The environment includes pre-generated mock POD data, allowing developers to experiment with the proof generation and verification workflow without needing external data sources initially. Circuit discovery (find-circuit) operates entirely on locally compiled artifacts.

Pod Flow Project Setup

This guide outlines the steps required to set up the Pod Flow development environment.

Prerequisites

• Node.js: Version 18 is required (as specified in the root package.json). We recommend using nvm (Node Version Manager) to manage Node.js versions.
• pnpm: Version 8 or 9 is required.

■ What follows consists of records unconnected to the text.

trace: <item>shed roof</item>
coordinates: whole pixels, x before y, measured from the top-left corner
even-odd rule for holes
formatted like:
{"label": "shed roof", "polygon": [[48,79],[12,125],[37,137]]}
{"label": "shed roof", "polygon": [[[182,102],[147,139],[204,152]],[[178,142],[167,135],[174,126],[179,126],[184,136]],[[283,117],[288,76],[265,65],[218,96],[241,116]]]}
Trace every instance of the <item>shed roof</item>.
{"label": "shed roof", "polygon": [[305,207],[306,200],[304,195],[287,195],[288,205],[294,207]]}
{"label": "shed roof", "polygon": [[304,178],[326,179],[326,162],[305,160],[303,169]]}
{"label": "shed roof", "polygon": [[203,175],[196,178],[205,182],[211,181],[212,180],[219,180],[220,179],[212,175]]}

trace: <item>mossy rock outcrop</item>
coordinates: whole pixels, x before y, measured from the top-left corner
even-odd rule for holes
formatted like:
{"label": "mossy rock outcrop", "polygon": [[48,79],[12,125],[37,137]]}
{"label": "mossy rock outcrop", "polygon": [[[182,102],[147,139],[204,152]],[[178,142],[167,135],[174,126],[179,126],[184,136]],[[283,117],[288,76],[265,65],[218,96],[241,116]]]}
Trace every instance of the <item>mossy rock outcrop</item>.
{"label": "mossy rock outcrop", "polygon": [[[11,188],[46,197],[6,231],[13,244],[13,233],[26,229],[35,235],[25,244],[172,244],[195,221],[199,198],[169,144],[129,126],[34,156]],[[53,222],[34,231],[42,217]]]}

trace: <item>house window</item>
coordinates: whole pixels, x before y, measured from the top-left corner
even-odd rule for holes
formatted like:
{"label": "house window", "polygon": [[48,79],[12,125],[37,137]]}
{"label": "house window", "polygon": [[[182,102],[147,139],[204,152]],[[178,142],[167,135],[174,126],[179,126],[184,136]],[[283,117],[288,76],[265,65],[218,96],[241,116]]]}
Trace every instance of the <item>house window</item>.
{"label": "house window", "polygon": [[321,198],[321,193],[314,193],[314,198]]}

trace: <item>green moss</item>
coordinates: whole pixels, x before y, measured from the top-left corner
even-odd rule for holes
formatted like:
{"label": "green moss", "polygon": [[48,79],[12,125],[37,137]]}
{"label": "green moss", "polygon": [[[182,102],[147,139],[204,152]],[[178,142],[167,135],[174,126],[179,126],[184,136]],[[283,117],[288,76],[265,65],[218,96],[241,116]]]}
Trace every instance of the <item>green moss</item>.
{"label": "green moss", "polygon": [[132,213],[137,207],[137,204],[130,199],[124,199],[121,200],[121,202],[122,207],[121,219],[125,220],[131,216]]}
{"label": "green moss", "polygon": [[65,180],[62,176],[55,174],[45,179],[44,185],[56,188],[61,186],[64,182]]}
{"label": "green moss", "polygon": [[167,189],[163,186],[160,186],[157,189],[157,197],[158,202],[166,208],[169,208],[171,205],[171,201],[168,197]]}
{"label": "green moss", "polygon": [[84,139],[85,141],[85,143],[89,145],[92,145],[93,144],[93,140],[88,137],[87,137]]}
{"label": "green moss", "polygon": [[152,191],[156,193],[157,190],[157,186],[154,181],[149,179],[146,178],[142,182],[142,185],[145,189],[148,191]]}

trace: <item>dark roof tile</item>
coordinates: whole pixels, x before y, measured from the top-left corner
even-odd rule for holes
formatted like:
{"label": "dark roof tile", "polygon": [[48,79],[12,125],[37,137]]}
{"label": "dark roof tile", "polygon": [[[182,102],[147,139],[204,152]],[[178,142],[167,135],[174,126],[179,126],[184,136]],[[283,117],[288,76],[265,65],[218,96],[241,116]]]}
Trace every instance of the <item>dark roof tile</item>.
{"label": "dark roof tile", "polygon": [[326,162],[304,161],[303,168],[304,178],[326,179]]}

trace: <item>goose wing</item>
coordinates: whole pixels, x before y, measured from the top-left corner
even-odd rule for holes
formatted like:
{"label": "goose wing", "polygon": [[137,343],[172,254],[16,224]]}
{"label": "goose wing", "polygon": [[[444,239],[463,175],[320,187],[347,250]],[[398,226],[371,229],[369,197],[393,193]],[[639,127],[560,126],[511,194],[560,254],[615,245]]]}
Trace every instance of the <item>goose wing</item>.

Install it globally via npm install -g pnpm if you don't have it. (https://pnpm.io/installation)
• Rust & Cargo: Required for compiling the Circom compiler. See the "Install Circom" section below if you don't have them installed.
• Git: For cloning the repository.
• Memory: While not a strict requirement for all operations, GPC circuit compilation (compile-circuit) and proof generation (gen-proof) can be memory-intensive. The scripts are configured to request up to 32GB of RAM (16GB each for circuit compilation and proof generation) (--max-old-space-size=32768). Ensure your system has sufficient available memory for these steps, especially when working with complex proofs.

Setup Steps

1. Clone the Repository

git clone https://github.com/projectawakening/pod-flow # Replace with your repo URL if different
cd pod-flow 

2. Install Dependencies

This project uses pnpm workspaces. Running pnpm install from the root directory will automatically:

• Install all dependencies listed in the root package.json.
• Install dependencies for each individual package located in the packages/* directories (e.g., @pod-flow/client, @pod-flow/gpc, etc.).
• Link local packages together, so packages can import each other correctly (e.g., @pod-flow/examples can import from @pod-flow/gpc).
• Install snarkjs, which is needed for Zero-Knowledge proof operations, as a root dev dependency.

pnpm install

3. Install Circom (Rust Version)

This project requires the Rust version of the Circom compiler (v2.x.x or higher) for compiling Zero-Knowledge circuits.

• (a) Install Rust and Cargo (if needed): Circom v2 is built with Rust. If you don't have Rust installed, the recommended way is via rustup:

  # Install rustup (follow on-screen prompts)
  curl --proto '=https' --tlsv1.2 https://sh.rustup.rs -sSf | sh
  
  # Once installed, ensure cargo is in your PATH. 
  # You might need to restart your terminal or run:
  source "$HOME/.cargo/env" 
  
  # Verify installation
  rustc --version
  cargo --version 

  (See the official Rust installation guide for more details: https://www.rust-lang.org/tools/install)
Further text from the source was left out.